After several years of uninterrupted success, father and son finally overstepped themselves when they tried to intercept a large shipment of Egyptian antiquities destined for the British Museum. One of the gang was seized, and confessed. Julius Furer was arrested, convicted, and jailed. He eventually died in prison. Anton, however, being in Alexandria at the time of the discovery, escaped into Upper Egypt and disappeared entirely. He was presumed to be dead, supposedly having been killed by one of the gang who had escaped with him and was later apprehended in Addis Ababa. Holmes alone believed that he was still alive, for he sensed his presence through the bald reports in the newspapers of art disappearances and archaeological depredations throughout the world.
“But are you sure, Holmes?” I asked him one day. “How do you know that it is indeed Furer who is behind these crimes?”

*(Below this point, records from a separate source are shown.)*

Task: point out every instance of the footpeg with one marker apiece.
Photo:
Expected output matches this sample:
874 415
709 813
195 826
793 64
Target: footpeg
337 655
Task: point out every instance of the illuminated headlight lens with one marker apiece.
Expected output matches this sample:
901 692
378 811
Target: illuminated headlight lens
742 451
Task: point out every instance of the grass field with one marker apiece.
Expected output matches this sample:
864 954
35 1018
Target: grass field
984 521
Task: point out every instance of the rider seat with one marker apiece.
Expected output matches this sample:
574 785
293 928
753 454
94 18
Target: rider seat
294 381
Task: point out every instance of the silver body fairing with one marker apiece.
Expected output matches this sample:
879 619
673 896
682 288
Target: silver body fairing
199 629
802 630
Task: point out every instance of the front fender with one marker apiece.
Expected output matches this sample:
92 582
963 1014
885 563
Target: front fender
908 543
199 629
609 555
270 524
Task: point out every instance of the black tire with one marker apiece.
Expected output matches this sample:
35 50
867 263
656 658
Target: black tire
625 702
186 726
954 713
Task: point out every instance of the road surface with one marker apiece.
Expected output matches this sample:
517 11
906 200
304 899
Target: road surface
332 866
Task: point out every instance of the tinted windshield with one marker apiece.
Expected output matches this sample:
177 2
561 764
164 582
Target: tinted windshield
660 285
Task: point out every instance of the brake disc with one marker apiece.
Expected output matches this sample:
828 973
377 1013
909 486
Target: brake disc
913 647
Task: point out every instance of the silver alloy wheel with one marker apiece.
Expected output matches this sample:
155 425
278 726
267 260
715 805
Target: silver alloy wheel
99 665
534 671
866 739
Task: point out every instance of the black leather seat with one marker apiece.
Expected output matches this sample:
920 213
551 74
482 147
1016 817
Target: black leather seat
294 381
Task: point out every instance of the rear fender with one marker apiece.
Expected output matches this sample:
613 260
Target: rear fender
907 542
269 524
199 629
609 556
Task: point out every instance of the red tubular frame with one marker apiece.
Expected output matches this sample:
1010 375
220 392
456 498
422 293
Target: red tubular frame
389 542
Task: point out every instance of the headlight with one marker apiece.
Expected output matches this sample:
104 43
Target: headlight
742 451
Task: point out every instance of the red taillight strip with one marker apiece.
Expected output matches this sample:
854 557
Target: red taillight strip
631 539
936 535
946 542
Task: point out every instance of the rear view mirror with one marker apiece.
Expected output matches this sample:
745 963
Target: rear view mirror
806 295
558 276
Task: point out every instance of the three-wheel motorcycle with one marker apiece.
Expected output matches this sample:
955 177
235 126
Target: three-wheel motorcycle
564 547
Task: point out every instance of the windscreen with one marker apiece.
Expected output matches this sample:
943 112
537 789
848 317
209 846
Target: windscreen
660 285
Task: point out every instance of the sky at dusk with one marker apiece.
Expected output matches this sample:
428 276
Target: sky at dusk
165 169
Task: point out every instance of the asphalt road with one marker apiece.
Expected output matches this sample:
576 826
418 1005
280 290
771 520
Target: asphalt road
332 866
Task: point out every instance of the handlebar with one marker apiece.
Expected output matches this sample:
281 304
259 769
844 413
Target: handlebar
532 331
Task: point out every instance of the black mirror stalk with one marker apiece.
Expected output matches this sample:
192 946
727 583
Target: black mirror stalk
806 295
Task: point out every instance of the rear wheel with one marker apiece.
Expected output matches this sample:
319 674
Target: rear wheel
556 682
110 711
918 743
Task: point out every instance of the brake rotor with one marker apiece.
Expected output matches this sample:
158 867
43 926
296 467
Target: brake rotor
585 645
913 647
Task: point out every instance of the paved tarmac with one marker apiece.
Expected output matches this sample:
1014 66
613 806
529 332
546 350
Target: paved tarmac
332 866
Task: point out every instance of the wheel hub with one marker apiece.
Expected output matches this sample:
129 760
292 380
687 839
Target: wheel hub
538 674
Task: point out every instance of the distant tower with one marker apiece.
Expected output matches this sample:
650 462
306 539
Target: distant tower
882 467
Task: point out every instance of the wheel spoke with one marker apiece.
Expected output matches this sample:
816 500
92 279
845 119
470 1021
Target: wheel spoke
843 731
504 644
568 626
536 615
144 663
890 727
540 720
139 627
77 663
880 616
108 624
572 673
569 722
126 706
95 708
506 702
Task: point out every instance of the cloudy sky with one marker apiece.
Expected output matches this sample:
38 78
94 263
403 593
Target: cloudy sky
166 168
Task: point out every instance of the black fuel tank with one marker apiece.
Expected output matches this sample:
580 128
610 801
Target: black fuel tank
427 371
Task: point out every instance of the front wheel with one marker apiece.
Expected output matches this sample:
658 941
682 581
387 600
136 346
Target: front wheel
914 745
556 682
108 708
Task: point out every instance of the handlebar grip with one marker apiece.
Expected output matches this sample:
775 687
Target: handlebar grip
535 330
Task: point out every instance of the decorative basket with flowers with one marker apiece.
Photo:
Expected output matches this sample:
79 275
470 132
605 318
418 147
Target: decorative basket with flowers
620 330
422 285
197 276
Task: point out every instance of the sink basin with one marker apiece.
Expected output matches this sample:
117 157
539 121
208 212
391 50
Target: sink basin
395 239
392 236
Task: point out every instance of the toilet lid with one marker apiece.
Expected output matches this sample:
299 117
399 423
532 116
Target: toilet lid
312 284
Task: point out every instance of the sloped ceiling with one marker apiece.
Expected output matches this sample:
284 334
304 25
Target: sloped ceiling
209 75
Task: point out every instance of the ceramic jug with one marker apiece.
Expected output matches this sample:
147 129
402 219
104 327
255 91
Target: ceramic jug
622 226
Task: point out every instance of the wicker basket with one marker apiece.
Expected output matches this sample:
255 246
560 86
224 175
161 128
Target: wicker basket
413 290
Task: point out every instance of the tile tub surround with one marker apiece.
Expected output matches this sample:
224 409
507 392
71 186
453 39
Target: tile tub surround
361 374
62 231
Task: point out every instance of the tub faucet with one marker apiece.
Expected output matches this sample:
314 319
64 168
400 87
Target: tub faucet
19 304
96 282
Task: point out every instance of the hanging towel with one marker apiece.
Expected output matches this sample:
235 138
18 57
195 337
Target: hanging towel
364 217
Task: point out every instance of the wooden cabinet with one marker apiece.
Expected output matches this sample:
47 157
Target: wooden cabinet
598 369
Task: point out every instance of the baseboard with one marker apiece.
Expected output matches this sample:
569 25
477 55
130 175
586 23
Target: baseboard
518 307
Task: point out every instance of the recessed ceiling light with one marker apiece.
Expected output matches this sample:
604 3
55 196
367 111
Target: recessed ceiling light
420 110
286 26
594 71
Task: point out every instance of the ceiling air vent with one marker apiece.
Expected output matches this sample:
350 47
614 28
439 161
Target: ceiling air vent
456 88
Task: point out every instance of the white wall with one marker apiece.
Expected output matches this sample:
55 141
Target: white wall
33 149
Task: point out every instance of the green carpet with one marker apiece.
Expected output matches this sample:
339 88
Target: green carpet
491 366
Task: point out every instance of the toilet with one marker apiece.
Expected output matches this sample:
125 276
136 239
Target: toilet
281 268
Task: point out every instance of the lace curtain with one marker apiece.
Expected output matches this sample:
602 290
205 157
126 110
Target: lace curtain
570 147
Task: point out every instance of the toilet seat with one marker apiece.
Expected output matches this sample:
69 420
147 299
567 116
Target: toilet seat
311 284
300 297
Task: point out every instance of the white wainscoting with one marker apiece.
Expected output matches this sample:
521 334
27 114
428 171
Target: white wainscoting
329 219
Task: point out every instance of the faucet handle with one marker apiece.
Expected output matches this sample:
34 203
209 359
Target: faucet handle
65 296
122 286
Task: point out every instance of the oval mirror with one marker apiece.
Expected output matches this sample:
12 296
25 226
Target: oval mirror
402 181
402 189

The latest report was before us, one that spoke of the disappearance of several pieces of sculpture from a museum in Constantinople.
“My dear Watson, if one follows a particular criminal for a time and carefully studies his methods, it is easy to recognise his hand at
work, just as if one had a photograph of the scene at the time of the crime. In this way, one easily distinguishes among criminals. Thus, I know for instance that Furer is involved in the murder of Roger Dannett, but not in the recent attempt to steal several antiquities from the Victoria and Albert.”
“For the life of me, I do not see his connection with Dannett,” I said.
“You know my methods, Watson, apply them,” he said impatiently.
I was about to object that knowing his methods was useless without his talent and knowledge, but even as he spoke, the faraway look that I had seen so often on previous occasions had already passed into his eyes, and I knew that I would hear nothing more from his lips that day. His great brain was absorbed in the solution of some other crime, and it would remain so until he had solved it or had gone as far as he could without moving from his favourite armchair.
Holmes never mentioned Anton Furer again, and it was only a decade or so later that I learned of his subsequent career. It was late in the afternoon one day in June, 1895. It had been a particularly warm day. Holmes had been excessively moody and complained about the lengthening days and his inability to sleep. He had once again taken to cocaine. As I was expostulating on its bad effects, Mrs. Hudson knocked and announced that a gentleman was here to see Mr. Holmes.
“Halloo, Watson, perhaps I shall not need the drug after all. You may save your remonstrances for another occasion.” He passed to me the card which Mrs. Hudson had just given him: Col. C. H. Ridlington, O.B.E. Ret. 5th Royal Gurkha Rifles, Old House, Wyck Rissington, Gloucestershire.
“Do show the gentleman in, Mrs. Hudson.”